My sufferer worked in probably one of the worst fields to work in with PTSD - he was a correctional officer. The atmosphere is incredibly clannish and clique-filled, and there are a lot of factions, some who are in the good graces of the higher-ups (usually the warden and those just under and above the warden), and those who are not, along with those who are in with the union reps, those who were put there (in that particular prison or position) by their cronies, and those who, like my sufferer, were kind of outsiders to any of the factions. The politicking was unbearable to ME and I didn't even work there. I couldn't imagine what a pain in the ass it was for someone there.
That said, he found it best to just not form many friendships within his workplace. He had a few friends at the prison itself, some within the wider system (parole officers and at other prisons), and the majority of his friends had nothing to do with the system at all. He kept his head down and did his job. He was well-liked as a supervisor, because he DIDN'T play politics and was fair with his workers.
He was not well-liked by his superiors for the same reason, and he felt, as well, that he was discriminated against for many reasons. On one hand, he was. He was not going to promote any higher than he was because he didn't play politics.

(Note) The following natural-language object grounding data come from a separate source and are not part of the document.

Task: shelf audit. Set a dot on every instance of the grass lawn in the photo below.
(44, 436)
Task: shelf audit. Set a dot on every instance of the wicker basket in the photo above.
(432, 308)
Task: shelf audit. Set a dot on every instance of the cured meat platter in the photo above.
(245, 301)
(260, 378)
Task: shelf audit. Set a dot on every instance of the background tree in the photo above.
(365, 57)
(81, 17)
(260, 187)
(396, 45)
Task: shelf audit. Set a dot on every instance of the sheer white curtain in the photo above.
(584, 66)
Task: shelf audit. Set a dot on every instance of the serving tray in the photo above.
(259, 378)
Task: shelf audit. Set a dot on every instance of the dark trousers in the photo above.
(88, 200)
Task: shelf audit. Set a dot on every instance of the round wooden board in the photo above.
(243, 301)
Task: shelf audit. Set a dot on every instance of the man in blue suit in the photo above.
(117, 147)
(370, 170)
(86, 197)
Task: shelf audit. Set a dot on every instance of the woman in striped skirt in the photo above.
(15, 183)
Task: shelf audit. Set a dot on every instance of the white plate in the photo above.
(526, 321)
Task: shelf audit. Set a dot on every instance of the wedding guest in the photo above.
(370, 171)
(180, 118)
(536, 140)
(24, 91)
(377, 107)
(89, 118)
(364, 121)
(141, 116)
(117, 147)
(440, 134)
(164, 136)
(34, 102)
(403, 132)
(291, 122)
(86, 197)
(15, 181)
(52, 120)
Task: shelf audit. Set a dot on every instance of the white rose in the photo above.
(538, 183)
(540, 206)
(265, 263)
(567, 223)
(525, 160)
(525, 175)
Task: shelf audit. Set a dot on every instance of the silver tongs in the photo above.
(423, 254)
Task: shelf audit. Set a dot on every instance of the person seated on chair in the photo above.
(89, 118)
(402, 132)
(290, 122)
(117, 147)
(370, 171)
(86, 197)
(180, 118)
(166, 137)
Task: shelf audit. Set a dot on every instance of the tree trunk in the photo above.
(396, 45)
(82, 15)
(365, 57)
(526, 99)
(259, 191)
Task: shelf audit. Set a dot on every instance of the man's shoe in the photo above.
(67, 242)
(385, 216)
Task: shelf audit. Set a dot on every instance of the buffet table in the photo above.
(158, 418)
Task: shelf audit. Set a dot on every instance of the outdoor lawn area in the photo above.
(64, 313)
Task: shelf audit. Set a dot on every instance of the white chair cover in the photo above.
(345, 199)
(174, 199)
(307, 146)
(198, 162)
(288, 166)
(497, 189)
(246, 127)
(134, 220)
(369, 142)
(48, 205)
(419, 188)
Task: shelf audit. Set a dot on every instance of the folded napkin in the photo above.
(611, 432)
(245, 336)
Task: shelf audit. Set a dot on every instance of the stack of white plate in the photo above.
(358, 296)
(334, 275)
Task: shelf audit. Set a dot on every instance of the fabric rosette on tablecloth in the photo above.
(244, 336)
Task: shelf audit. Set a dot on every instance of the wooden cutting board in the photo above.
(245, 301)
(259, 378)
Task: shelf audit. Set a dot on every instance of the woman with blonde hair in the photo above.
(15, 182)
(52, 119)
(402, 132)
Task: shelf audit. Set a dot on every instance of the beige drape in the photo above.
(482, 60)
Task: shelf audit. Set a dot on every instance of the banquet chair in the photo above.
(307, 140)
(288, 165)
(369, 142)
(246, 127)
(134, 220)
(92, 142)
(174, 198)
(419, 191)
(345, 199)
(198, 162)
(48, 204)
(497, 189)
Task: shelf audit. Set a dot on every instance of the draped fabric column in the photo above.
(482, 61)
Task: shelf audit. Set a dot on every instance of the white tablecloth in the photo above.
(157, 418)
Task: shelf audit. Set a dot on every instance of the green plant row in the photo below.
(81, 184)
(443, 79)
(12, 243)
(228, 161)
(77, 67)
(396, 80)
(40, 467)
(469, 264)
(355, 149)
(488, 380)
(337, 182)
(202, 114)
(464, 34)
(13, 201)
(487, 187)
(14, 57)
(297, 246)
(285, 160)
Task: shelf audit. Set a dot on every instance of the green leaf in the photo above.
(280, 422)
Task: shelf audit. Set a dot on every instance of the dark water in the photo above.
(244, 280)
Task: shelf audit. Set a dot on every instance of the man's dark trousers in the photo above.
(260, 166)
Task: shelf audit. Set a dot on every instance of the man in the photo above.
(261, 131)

On the other, I was approached by his coworkers (the ones he did get along with) throughout the years who basically told me it was his attitude that had him isolated. Those who got to know him ended up friendly, but getting to know him was almost impossible. He wanted to make friends sometimes, but it had to be on his terms and his terms alone (he would not go out with them, wouldn't join in the various baseball/golf/softball/bowling leagues they had, etc). If he WAS invited to do something that he had no direct interest in, he refused, and they stopped trying. If he invited someone else to do something, he would not compromise to any of the details, and generally bailed anyway.
Through it all? He thought he was being reasonable, friendly, approachable, and was confused as to why "no one" liked him (but at the same time claimed to not care). He had friends who truly cared about him, but most of them did so from a distance. His anger at being punished for not playing politics came through more than he realized, and it did not make it easy for people to accept him.
Ironically, this job seemed to "work" for him, and he was at it for quite awhile. I think my advice for someone with PTSD in finding a job that works, is probably the same as for anybody: If you aren't embraced by your coworkers, make sure you play by the rules so they don't have a reason to get rid of you just because you don't fit in. Find friendships and fulfillment outside the workplace. And, if it's a consistent problem with not being liked by coworkers...look inward.
It may not be your fault, but, especially with the issues that come with PTSD (hyperviligance, distrust, emotional distance, etc), it's very easy for others to pick up on that quickly, but if they don't know the reason, will just see you as stand off-ish or unfriendly. It was (and continues to be) a major problem for my sufferer - he hates that people "assign" emotions to him...and he doesn't realize that, to someone who doesn't have PTSD, if you look angry and act angry, they will figure you are angry. If you constantly refuse to join in, they will stop asking (and, at least for my sufferer, he would ignore or not remember the offer to begin with, or even resent the offer because it came from the people who he looked down on for politicking).
Anyway, sorry if that was too long. I am definitely not trying to be critical, and I can't imagine trying to navigate the petty crap that goes with working in any environment, with PTSD. I have no idea of the situation of your sufferer, beyond what you've provided, so it may not correlate at all with my sufferer's experience. I am probably rare in that I DID have the "other side" PoV as well (coworkers that approached me).